The person’s brain signals are interpreted by means of a brain computer interface (BCI) and EEG technology and then connected to certain expressions – for example, if the person is being very curious or very focused, this will trigger a computer-generated object which can move and adapt to the changes in the emotional state of the person. “Then if the person changes their emotions in the process of touching the object, this will correspondingly change the shape and the texture of the object”, Marcel clarified.
“The person can touch their emotions which float around the cube.”
The interaction is only at the level of hearing and touching, the object stays invisible to the person. The person can use their fingertips and palms of the hands to touch their emotions which float around the cube.
“I am a designer and a filmmaker so I am very visual, but we never think about the other senses and how we can use them. Touch is like taste and smell, we totally rely on it! For example, what do babies do? They touch all the stuff to figure out what is out there. The tactile is really important, you can use the information you get from touching stuff to create much more powerful experience”, Marcel elaborated.
Why you should see The Entangled Body Installation
“It’s really interesting and it also raises important philosophical questions. For example, if I share my dream with you and you have downloaded my dream – is it yours or is it mine? If I give you such information, you can steal it and how will this affect me? The Entangled Body already plays with some of these questions and shows that people are not in total control of their bodies. It also shows that a person cannot be sure if this reality is there until the moment they interact with it. And even when they interact with it, they have limitations of their sensory system”, Marcel said.

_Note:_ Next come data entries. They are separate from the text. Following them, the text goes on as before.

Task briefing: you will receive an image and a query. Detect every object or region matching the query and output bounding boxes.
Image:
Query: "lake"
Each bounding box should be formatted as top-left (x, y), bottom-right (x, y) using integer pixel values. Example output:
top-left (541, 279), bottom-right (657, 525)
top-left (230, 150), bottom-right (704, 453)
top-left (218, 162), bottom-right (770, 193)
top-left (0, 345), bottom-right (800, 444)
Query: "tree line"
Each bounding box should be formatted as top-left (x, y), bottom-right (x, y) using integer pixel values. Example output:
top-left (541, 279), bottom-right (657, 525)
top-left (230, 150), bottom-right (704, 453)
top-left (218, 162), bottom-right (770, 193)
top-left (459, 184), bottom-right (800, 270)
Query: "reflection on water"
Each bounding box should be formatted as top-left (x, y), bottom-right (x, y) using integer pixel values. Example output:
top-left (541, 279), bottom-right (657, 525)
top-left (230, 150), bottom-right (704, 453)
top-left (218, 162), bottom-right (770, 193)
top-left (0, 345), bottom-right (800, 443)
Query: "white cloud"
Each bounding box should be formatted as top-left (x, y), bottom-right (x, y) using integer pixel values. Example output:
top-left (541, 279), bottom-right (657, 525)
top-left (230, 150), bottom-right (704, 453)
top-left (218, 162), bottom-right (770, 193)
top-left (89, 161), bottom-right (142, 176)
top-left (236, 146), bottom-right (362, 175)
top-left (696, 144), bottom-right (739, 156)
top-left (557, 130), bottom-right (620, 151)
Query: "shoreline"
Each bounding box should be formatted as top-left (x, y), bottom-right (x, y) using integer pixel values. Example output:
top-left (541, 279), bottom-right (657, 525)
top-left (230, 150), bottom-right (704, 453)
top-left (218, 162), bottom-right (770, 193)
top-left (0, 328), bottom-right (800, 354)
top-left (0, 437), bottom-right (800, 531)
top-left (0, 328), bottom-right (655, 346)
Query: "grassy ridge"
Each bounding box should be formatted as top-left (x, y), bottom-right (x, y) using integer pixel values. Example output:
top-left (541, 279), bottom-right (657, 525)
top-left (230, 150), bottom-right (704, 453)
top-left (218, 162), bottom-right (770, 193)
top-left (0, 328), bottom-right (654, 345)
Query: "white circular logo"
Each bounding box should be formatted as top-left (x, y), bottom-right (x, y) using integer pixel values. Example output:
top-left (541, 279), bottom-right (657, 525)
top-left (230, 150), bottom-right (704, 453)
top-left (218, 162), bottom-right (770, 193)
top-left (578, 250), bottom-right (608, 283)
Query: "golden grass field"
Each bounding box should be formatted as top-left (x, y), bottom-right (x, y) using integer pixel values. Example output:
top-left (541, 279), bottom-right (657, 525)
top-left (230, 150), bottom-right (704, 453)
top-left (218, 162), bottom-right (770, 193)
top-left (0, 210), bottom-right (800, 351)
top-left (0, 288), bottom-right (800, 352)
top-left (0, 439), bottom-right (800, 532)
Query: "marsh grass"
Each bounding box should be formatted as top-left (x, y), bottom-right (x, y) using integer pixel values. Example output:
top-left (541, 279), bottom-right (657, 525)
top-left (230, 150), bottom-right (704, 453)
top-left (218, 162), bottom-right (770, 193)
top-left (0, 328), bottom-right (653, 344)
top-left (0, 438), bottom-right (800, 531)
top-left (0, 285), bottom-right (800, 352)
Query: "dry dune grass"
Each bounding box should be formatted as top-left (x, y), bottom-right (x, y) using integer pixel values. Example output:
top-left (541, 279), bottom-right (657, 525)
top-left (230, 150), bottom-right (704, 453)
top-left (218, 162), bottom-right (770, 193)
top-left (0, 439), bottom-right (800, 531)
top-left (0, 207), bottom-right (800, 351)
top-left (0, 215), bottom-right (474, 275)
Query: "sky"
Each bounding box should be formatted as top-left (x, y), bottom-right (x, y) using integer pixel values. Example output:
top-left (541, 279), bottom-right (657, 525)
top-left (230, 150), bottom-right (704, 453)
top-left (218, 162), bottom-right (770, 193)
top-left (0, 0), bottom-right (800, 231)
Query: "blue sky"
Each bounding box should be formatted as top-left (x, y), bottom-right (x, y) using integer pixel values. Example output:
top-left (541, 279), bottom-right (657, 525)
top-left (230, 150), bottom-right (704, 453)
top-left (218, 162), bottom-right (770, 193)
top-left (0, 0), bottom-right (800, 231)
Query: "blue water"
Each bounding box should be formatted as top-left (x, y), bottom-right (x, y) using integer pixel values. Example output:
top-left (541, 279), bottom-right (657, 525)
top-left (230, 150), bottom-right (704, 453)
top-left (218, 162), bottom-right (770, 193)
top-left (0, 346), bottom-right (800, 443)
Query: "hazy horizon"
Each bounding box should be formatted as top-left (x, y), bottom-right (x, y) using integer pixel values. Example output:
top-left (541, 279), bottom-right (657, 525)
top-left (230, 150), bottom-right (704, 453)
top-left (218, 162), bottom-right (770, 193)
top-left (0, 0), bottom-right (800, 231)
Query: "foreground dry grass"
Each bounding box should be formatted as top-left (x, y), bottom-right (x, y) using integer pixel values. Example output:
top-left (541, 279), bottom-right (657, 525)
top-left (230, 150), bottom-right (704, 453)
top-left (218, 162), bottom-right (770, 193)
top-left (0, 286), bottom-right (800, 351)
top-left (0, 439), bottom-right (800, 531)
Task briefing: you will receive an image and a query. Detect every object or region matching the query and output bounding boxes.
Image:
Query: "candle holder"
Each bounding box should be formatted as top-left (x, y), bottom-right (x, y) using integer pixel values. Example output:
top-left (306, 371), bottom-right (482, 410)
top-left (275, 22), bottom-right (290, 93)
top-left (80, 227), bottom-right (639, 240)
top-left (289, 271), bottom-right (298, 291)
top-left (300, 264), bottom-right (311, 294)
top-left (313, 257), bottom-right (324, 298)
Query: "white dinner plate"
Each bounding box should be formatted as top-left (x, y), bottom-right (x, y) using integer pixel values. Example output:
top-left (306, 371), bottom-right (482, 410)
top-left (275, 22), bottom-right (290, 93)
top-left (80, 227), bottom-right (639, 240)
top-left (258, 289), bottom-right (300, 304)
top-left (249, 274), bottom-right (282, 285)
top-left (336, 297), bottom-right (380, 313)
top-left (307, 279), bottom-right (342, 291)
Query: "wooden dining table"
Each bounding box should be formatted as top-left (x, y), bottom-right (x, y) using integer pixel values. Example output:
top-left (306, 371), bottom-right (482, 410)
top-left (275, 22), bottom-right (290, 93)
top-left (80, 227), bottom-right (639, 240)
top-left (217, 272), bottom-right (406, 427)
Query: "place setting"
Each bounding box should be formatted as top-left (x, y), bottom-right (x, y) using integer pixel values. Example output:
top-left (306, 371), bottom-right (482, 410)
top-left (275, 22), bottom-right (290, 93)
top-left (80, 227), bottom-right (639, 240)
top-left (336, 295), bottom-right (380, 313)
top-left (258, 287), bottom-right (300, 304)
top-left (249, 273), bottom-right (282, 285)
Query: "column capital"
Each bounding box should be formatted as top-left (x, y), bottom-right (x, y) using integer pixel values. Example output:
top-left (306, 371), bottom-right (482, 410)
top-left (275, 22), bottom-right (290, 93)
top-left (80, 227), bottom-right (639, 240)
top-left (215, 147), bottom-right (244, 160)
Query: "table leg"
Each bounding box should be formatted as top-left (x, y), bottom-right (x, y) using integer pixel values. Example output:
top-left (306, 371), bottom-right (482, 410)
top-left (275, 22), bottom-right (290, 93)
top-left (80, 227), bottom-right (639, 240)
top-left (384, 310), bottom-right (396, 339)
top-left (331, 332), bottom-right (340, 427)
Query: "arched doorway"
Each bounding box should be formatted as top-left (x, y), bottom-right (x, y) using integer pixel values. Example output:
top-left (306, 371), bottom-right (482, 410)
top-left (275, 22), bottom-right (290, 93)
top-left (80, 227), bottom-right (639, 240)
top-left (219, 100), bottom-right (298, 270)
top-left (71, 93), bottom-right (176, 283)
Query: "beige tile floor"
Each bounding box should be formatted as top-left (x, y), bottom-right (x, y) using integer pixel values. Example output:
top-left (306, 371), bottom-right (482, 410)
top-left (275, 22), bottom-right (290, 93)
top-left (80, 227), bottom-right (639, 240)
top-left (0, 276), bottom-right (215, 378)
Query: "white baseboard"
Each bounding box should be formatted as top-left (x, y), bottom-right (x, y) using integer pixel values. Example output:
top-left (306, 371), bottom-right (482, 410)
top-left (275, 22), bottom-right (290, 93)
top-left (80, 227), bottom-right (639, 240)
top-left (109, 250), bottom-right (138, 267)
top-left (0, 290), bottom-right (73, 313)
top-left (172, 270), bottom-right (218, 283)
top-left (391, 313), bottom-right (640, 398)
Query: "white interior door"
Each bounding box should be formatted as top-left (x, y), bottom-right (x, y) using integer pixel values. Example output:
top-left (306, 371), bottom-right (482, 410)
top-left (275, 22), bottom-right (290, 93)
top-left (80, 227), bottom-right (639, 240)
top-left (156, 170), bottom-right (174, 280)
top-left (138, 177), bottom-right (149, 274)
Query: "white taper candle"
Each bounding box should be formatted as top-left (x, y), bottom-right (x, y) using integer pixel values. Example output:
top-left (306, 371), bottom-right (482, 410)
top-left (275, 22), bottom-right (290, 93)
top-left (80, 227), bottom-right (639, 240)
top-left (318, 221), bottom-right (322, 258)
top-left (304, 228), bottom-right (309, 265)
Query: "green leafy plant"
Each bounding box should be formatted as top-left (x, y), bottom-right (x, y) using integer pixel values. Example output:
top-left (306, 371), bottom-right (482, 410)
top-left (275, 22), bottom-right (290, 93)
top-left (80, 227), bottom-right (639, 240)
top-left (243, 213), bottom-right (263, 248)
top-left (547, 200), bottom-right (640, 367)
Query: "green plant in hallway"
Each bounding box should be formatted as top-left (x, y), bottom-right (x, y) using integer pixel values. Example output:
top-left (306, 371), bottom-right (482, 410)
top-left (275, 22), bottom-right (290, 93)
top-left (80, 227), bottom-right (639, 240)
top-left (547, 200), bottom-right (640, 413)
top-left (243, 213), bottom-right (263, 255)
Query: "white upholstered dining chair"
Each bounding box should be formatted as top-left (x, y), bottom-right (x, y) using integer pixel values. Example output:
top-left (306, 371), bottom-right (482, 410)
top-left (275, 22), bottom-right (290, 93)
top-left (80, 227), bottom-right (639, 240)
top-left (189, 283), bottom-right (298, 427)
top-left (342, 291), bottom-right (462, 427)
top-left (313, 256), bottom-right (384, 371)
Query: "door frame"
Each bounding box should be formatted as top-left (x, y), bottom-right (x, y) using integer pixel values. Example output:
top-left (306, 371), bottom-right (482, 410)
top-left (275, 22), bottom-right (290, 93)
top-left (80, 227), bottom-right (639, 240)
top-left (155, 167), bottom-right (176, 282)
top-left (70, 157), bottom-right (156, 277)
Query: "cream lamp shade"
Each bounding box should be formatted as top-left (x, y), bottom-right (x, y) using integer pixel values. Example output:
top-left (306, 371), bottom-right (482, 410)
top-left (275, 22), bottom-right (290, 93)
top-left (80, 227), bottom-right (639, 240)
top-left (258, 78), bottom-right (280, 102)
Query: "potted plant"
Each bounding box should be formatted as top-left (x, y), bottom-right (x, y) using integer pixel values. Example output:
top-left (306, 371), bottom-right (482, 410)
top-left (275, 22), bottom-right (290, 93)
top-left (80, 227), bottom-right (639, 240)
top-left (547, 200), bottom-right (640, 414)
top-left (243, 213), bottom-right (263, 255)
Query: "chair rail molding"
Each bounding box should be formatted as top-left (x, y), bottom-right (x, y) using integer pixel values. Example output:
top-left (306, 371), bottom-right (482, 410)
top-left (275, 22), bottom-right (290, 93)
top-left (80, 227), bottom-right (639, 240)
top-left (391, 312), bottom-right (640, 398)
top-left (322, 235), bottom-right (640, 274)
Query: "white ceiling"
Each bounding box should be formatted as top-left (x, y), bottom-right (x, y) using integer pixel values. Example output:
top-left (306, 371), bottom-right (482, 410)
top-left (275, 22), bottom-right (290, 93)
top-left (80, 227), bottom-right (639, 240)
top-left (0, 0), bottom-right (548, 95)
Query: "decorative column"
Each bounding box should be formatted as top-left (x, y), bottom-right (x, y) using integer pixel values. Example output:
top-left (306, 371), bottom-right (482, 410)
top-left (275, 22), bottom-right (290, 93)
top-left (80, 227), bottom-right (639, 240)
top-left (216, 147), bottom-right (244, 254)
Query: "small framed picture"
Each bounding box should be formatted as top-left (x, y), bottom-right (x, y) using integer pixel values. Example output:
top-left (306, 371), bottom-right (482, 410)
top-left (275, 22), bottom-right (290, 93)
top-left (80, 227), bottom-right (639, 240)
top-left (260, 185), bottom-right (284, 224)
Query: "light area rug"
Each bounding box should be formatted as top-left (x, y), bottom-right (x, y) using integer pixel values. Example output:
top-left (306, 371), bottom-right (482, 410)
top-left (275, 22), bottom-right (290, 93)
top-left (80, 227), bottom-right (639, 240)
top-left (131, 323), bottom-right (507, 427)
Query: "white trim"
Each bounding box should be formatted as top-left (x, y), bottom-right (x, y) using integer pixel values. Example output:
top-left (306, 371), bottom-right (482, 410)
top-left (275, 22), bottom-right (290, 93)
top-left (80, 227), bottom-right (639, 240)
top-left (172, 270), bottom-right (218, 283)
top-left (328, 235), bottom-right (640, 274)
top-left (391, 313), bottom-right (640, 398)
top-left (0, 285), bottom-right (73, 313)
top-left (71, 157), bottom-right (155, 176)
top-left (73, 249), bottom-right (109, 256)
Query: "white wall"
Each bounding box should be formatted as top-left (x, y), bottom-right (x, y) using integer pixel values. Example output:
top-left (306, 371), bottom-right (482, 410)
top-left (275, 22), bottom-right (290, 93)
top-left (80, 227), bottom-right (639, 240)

Polymorf has two more installations at the STRP Biennale 2017: Famous Deaths where visitors can experience the death of Lady Diana and Whitney Houston only by means of scents and sounds, and Thermocorpus – a system that creates heat sensations on a person’s body in a pixelated way and makes an animation through that. All three installations are part of Synaptic Theatre – a long-term research project by Polymorf which studies how new experiences and emotions can be created by directly stimulating and controlling the brain.
“We are artists, we want to tell stories – that’s why we want to create something cool like The Entangled Body which can trigger your imagination and thoughts”, Marcel summed up.